Haiti: Responding to cholera and other medical needs

October 12, 2016 Doctors Without Borders/Médecins Sans Frontières (MSF) teams are treating people for cholera, injuries and other medical conditions and providing support to medical facilities in the aftermath of Hurricane Matthew in Haiti.
 
Many communities along the coast in southern Haiti, as well as inland in the Grande Anse department, were very badly affected by the hurricane. These are areas where basic water and sanitation were already insufficient, and health care provision was often weak and under-funded. The health risks now facing local people have greatly increased after the loss of lives and the damage and destruction of homes, health facilities and roads.
 
In Port-à-Piment, in the South department, an MSF team treated 87 cholera patients on Oct. 11, many of them coming from Chardonnière and from Port-à-Piment. MSF is constructing a 150-bed cholera treatment centre in Port-à-Piment.

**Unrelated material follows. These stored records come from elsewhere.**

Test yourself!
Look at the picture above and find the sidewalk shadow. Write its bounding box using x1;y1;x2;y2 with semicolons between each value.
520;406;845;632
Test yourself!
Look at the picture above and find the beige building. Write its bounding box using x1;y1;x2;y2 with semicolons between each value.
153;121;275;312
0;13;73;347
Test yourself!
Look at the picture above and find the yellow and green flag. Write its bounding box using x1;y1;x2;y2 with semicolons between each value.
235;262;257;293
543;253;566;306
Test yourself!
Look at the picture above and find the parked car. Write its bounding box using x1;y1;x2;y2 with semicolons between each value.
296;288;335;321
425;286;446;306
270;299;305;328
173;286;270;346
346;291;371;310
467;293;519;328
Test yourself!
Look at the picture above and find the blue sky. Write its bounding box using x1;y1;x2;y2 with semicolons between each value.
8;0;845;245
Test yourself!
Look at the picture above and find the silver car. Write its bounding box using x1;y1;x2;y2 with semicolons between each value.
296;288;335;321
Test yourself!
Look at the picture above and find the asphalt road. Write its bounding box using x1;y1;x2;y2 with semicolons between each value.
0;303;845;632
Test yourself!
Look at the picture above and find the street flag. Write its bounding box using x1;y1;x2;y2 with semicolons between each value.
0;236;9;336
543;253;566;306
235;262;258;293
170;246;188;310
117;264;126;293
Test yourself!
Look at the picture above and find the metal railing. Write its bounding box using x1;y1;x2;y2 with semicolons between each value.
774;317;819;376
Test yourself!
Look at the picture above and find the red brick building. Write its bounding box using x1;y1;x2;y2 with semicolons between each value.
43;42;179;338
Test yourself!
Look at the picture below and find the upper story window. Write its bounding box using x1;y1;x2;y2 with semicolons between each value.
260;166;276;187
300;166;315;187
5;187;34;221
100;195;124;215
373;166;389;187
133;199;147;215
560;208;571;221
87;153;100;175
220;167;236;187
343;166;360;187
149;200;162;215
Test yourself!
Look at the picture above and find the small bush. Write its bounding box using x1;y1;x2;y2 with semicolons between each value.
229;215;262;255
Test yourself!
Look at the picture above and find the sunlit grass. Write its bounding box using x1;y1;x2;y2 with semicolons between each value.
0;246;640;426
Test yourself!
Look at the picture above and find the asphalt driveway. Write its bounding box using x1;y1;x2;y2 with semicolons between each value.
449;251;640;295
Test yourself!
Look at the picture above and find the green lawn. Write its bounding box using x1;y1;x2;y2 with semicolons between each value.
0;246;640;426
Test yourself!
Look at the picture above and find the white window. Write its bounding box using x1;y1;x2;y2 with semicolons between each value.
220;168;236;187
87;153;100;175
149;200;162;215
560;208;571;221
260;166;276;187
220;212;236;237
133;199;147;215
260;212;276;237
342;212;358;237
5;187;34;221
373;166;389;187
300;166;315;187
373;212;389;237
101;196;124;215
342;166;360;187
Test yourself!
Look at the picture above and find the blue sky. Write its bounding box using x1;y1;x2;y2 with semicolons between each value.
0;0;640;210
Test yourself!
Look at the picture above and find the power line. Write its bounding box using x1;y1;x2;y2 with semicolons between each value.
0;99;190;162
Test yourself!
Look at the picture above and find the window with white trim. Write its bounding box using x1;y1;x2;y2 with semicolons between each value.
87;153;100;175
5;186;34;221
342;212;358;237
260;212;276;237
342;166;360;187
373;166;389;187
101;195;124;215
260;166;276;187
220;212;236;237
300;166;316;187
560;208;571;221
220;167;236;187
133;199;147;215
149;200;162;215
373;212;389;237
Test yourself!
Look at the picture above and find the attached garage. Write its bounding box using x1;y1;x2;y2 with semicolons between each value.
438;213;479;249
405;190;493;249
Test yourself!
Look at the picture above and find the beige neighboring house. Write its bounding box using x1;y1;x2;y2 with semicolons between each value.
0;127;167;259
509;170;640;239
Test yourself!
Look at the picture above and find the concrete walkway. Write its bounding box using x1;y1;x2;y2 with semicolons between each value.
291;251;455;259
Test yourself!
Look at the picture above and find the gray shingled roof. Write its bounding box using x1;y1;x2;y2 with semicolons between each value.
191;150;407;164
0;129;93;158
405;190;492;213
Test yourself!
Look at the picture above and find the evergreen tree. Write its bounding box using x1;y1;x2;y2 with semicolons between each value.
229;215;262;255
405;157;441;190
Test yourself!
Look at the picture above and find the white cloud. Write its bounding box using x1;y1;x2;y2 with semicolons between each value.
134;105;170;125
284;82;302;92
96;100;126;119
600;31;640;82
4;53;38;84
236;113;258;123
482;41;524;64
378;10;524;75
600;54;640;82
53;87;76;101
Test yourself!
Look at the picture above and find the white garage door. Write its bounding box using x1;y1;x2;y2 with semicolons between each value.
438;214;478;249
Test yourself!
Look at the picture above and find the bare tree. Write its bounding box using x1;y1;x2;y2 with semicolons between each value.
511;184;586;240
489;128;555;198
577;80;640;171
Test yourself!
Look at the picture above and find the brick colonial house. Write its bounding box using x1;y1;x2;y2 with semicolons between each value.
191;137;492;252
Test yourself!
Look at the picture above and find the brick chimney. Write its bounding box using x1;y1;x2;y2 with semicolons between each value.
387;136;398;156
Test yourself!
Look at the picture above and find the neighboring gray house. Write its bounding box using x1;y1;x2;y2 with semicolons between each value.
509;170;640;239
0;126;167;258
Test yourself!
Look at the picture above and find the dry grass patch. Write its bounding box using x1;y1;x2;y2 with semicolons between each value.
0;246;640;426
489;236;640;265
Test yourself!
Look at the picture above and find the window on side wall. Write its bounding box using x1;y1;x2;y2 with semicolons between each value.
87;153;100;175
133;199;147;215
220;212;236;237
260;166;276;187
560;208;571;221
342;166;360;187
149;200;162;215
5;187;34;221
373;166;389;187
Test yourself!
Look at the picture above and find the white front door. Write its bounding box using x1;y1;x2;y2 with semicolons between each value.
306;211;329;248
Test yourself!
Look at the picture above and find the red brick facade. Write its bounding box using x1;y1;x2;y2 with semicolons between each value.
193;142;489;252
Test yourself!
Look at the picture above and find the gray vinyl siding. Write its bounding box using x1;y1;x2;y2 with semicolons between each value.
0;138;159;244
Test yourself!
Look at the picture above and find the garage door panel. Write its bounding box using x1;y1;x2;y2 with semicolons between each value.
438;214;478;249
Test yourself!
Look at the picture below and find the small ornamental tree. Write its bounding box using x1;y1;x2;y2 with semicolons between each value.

The MSF team treated a total of 77 people for injuries since first arriving in the town.
 
In Les Anglais, an MSF team treated people for injuries and treated 16 people for cholera.
 
In Jérémie, an MSF team treated more than 450 injured patients over three days. MSF is supporting the city’s Saint Antoine Hospital and running a mobile clinic in the area.
 
In Petit Trou, in Nippes department, two local medical centres were damaged in the hurricane. An MSF mobile clinic has treated about 400 patients so far in Petit Trou and elsewhere in Nippes. The medical conditions included urinary tract infections, hurricane-related injuries, fevers, skin infections and diarrhoea.
 
In the Artibonite and Northwest departments, MSF is planning to provide tents, beds and medical supplies to medical facilities that were damaged in the hurricane.
 
MSF is also conducting assessments in the south-east and continuing epidemiological surveillance in the West department and the Port-au-Prince metropolitan area.
 
MSF teams continue to prioritise reaching areas where needs have not yet been assessed and aid has not yet reached.
 
In addition, MSF runs multiple projects in the Port-au-Prince metropolitan area: the burns unit in Drouillard Hospital, the Martissant 25 emergency center, the Nap Kenbe Emergency Surgical Hospital, the Centre de Référence des Urgences en Obstétrique (CRUO), the Pran Men’m clinic for survivors of sexual and gender-based violence, and the Figaro cholera treatment center that can be operational in a few hours. MSF also supports the Diquini centre for cholera patients.